To add further trust in the model’s decision-making process, we also performed a series of eXplainable Artificial Intelligence (XAI) tests (i.e., thinking towards a mechanistic interpretation of model behaviour). These tests were aimed at connecting model behaviour to logical physical processes to both inspire confidence in the model and provide additional insights for potentially enhancing future retrievals. If we can learn about previously unknown connections in the data, that can be very valuable! Separately, each individual XAI method gives a slightly different “local” explination of the decision-making process, and it is therefore useful to incorporate multiple tests to derive a more robust understanding.

Feature Maps

The first, most basic, test we considered were feature/activation maps. By examining the values of the reLU activator in different levels of the encoder path of Fig. 8.b, we get a rough idea of where the model is looking in an image for a given input. As shown in Fig.14 below, the e1 encoder layer of the 3+_5 model typically looked along cloud edges, at reflectivity gradients and directly along the blind zone threshold.

Figure 14: a) Example reflectivity input to the 3+_5 model; and b) the set of 32 feature maps produced by the e1 encoder layer of the model. Image by author.

Drop Channel Importance

One of the biggest questions in this project was whether ERA-5 was providing useful context to the model. If we can use a more simplistic U-Net that only relies on reflectivity for instance (i.e. the 3+_1 model), then we should do so, as this would be more computationally efficient. However, if the additional atmospheric state variables from ERA-5 provide the model with useful context for inpainting complex systems, then the use of this more complex model may be warranted.

Since we only have a handful of inputs in this case (1 mandatory (radar) and 4 supplementary (temperature, humidity, u-wind, and v-wind), we can do an exhaustive search of the input space to evaluate their marginal contributions to accuracy. More formally, this drop-channel approach uses the below formula (Eq. 1/ Eq. 2) to calculate marginal contributions of importance from the provided inputs. Note that this technique does not consider potential nonlinear interactions between inputs.

Eq. 1 / Eq. 2: Used in calculating marginal importance from N inputs. Image by author.

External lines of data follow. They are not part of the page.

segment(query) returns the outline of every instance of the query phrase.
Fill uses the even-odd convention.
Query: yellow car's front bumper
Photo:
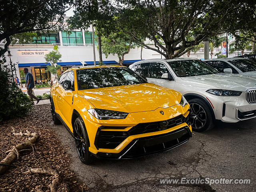
[[[167,110],[164,112],[168,112]],[[154,112],[156,113],[150,112],[152,115]],[[89,151],[99,158],[120,159],[170,150],[185,143],[191,137],[189,113],[188,110],[167,120],[164,118],[160,119],[164,120],[139,124],[129,123],[129,119],[124,122],[120,120],[118,124],[114,123],[114,120],[112,124],[87,119],[85,124],[90,141]]]

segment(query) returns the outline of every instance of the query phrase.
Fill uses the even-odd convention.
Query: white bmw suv
[[[129,68],[149,82],[181,93],[190,105],[194,131],[214,126],[215,119],[235,123],[256,117],[256,79],[219,73],[194,58],[150,59]]]

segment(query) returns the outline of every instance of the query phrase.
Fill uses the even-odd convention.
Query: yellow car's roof
[[[80,67],[79,68],[74,67],[72,68],[75,70],[79,70],[80,69],[85,69],[88,68],[108,68],[109,67],[126,67],[125,66],[120,65],[96,65],[94,66],[94,65],[89,65],[87,66],[84,66]]]

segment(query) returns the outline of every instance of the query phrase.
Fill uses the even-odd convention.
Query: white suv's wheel
[[[188,101],[190,106],[190,124],[194,131],[202,132],[214,127],[214,118],[211,109],[203,100],[193,99]]]

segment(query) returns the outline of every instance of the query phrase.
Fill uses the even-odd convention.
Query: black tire
[[[192,130],[202,132],[214,126],[215,117],[208,104],[201,99],[193,99],[188,101],[190,106],[190,124]]]
[[[80,117],[75,120],[73,130],[76,151],[80,160],[84,164],[90,164],[92,156],[89,151],[90,142],[84,124]]]
[[[50,101],[51,102],[51,112],[52,113],[52,118],[53,123],[55,125],[60,125],[61,124],[61,122],[57,117],[56,113],[55,112],[54,104],[53,103],[52,98],[51,97],[50,98]]]

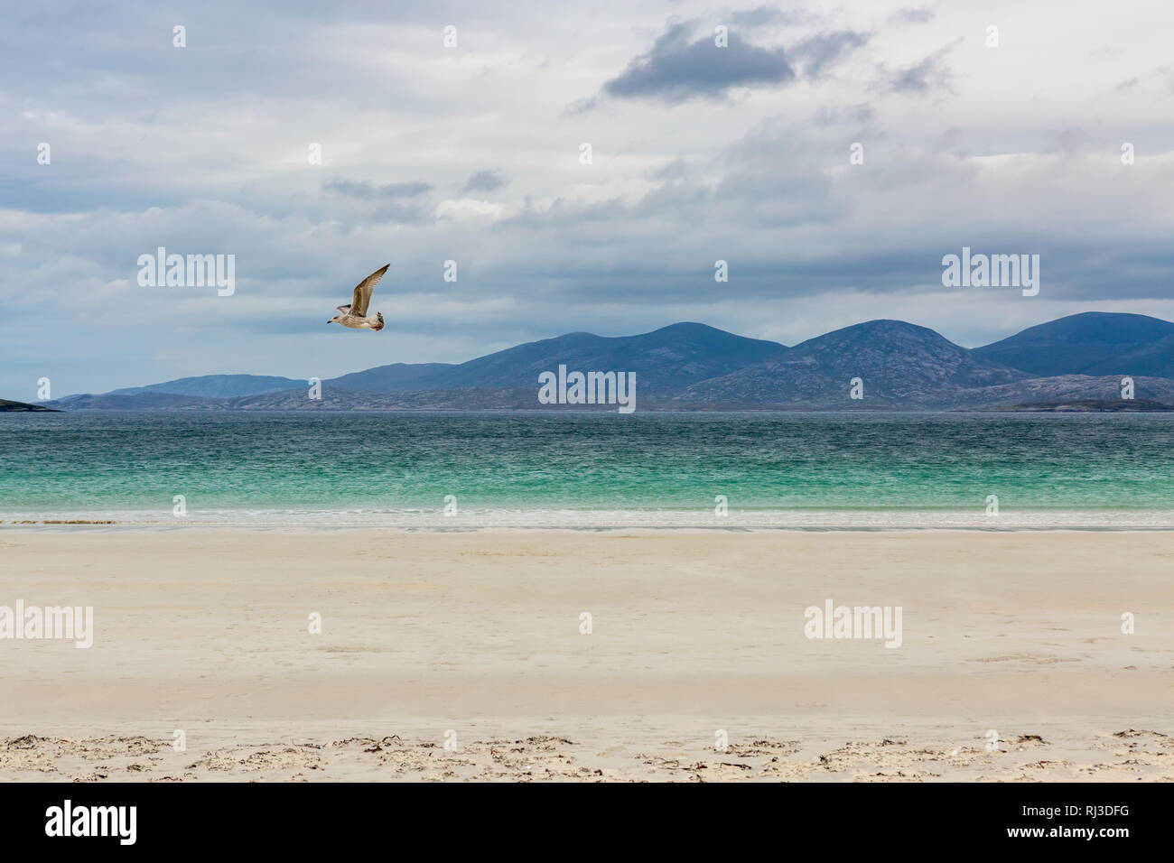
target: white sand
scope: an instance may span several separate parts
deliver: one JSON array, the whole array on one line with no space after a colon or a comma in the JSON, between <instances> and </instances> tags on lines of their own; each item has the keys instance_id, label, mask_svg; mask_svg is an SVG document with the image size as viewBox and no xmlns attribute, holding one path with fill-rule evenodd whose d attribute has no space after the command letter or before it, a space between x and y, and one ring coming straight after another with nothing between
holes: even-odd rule
<instances>
[{"instance_id":1,"label":"white sand","mask_svg":"<svg viewBox=\"0 0 1174 863\"><path fill-rule=\"evenodd\" d=\"M1170 533L5 531L18 599L95 636L0 640L0 780L1174 780Z\"/></svg>"}]
</instances>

If we perform a series of this test runs (25 epochs) and examine changes in the validation loss, we can gain some rough insight into which inputs are most useful. The results of these tests are shown below in Fig. 15, where we note a trend of decreasing validation loss as we add more ERA-5 inputs (suggesting that none of the inputs are wholly unimportant). Further, the marginal contributions to validation loss suggest that the wind data is the most influential overall. We believe that this importance may stem from that fact that in the upper troposphere, wind patterns can hint at mesoscale atmospheric dynamics, such as the presence of high or low-pressure systems, fronts, and jet streams (which are of course linked to cloud/hydrometeor formation).

Figure 15: Input channel combination contributions to inpainting performance in 3Net+ models. Image by author.

Saliency Maps

Finally, we also examined saliency maps for a handful of cases (Fig. 16), to further compare the differences in importance between the 3+_5 and 3+_1 models. These pixel attribution vanilla gradient saliency maps are inspired by the work of Simonyan et al., 2014, and provide additional insight into areas the model identifies as crucial contributors of information for inpainting accuracy using a given input. These saliency maps are generated by running an image through the network and subsequently extracting the gradients of the output based on the input across all channels. While simplistic, this method is particularly useful for visualizing which parts of the observed image are most valuable in inpainting the blind zone reflectivity values, allowing for direct plotting of the activation gradients.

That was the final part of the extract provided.